12 Mar 03. The FT reports that Bombardier is facing a tough time diuw to falling orders and has slashed profit forecasts. In past times, Bombardier snapped up some of the most venerable names in aviation history as they fell on hard times. Since 1986, it has bought Canadair, De Havilland, Short Brothers and Learjet at knockdown – and sometimes government-subsidised – prices.
But now it is Bombardier’s turn to face hard times. The world’s third-biggest civil aircraft maker last week slashed its profit forecast for its fiscal year just ended by about half, and warned of possible heavy write-downs when it unveils its full-year results on April 3. The next day it axed 3,000 jobs, or 10 per cent of its aerospace workforce, on the heels of deep job cuts last year.

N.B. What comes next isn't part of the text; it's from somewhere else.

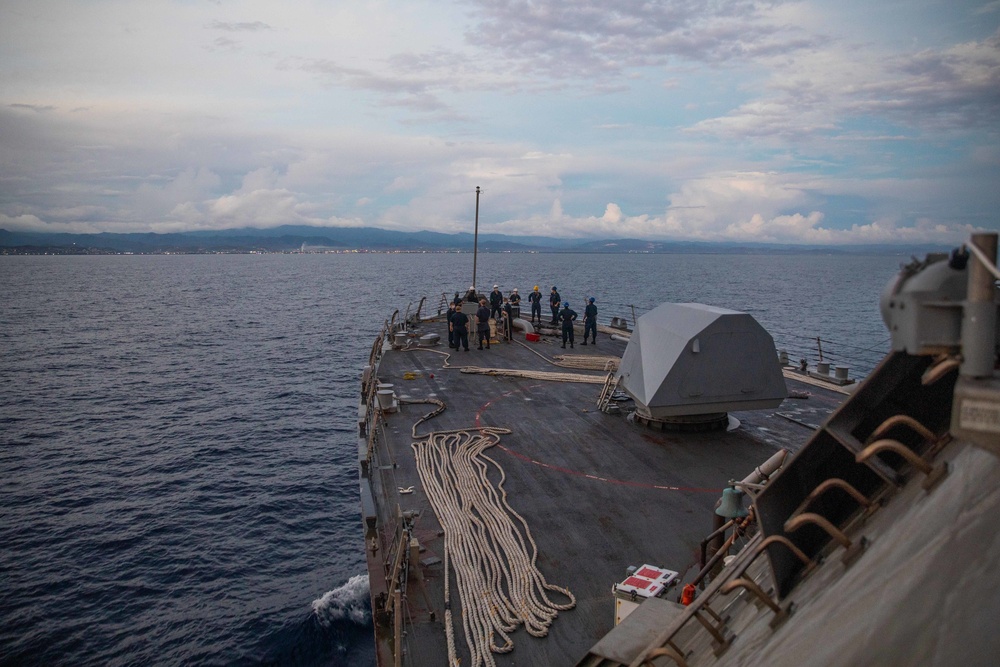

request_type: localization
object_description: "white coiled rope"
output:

Analysts are warning that the Montreal-based company must raise substantial amounts of cash to shore up its balance sheet and stop its debt falling to junk status. This week ratings agency Standard & Poor’s cut Bombardier’s ratings two notches to just above “junk” level.
It is a tough challenge for Paul Tellier, who took over as chief executive in January after the unceremonious ousting of predecessor Robert Brown. Once Canada’s most senior civil servants, and the man credited with turning Canadian National Railway from a loss-making state enterprise into a North American industry leader, Mr Tellier has a no-nonsense reputation.

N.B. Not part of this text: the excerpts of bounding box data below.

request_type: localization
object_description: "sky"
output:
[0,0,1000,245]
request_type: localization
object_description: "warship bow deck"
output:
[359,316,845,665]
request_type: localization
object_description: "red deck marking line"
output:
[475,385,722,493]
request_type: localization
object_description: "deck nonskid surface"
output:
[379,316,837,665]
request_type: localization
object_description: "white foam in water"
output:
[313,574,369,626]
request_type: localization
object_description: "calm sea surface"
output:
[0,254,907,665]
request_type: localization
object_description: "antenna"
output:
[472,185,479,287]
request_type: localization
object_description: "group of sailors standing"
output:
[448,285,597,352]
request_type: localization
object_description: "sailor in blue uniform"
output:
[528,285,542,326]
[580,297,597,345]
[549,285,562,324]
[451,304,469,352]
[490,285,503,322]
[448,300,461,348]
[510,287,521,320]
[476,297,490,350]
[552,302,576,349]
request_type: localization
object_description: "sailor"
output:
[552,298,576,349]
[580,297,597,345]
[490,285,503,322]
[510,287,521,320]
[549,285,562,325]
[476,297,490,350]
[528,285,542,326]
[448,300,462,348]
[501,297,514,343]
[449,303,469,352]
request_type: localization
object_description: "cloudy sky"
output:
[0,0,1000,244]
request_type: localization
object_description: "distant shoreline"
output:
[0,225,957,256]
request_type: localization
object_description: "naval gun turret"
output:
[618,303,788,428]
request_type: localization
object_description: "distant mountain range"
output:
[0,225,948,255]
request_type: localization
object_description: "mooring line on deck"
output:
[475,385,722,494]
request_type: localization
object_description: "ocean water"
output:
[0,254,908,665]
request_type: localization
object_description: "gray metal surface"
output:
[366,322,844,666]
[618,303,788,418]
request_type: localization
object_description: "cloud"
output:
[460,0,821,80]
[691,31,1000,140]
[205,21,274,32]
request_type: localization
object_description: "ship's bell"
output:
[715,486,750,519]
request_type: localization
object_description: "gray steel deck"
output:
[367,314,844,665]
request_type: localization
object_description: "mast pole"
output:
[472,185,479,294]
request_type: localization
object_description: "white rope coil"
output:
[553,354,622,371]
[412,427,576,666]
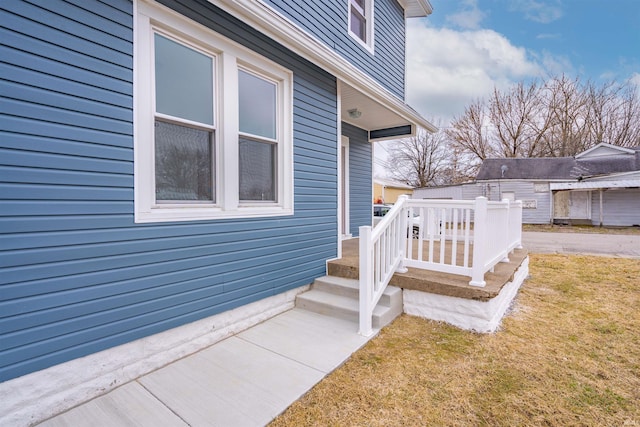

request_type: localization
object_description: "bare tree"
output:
[385,126,448,187]
[446,99,495,161]
[447,75,640,173]
[587,82,640,146]
[545,74,589,157]
[386,75,640,187]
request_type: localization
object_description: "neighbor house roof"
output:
[476,147,640,181]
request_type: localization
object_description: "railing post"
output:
[500,199,512,262]
[396,194,413,273]
[469,197,488,287]
[358,225,373,337]
[514,200,522,249]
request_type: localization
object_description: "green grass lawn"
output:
[272,255,640,426]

“Tellier is a roll-up-the-sleeves kind of a guy, a cost cutter, and very disciplined,” says Karl Moore, professor of management at Montreal’s McGill University.
Mr Tellier has given few clues about what went wrong in the fourth quarter. Although the problems are concentrated in the aerospace sector, which accounted for some 45 per cent of revenues in the nine months to the end of October, they may extend beyond it. “All of our sectors have got their challenges in the difficult economic environment we are facing,” said spokeswoman Dominique Dionne.
The high-margin corporate jet business was until recently the mainstay of Bombardier’s aircraft business, accounting for twice as many deliveries as regional jets.
However, in the wake of the September 11 terrorist attacks, Bombardier appears to have overesstimated business jet demand,believing the desire for safe and efficient executive travel would help fuel sales. Regional jet deliveries rose from 131 to 140 in the first nine months of this year, as airlines continued to buy smaller, more efficient aircraft. But business jet deliveries fell from 111 aircraft to 66. Further bankruptcies in the crisis-stricken US airline industry could have a knock-on effect on regional aircraft deliveries, S&P warned.
“I think the bulk of the fourth-quarter problems relate to business jets,” says Cameron Doerksen, aviation analyst at investment bank Dlouhy Merchant. “But in regional jets too, it’s likely margins were not as high as had been hoped for.”
Last week, Bombardier cut its full-year free cashflow estimate from C$1.3bn to C$800m (US$542.5m), leaving a substantial hole in its financing plans. It has about C$1.5bn in bank credit lines that mature this year. Gross debt stood at C$5.7bn at the end of the third quarter, or almost 55 per cent of total capital, according to Fitch Ratings.
The company must push its debt-to-capital ratio to 50 per cent by the end of April, according to agreements with lenders. Bombardier is widely expected to launch an equity issue, or sell off assets, or a combination of the two, to plug the financing gap. The equity issue could be C$500m-C$1bn, says Mr Doerksen. Another possibility would be selling all or part of the recreational products division, but that would involve parting with snowmobile manufacturing, the historic core of the company. “Recreational products is a good business for them and it is back on track,” says Robert Fay, analyst at Canaccord Capital.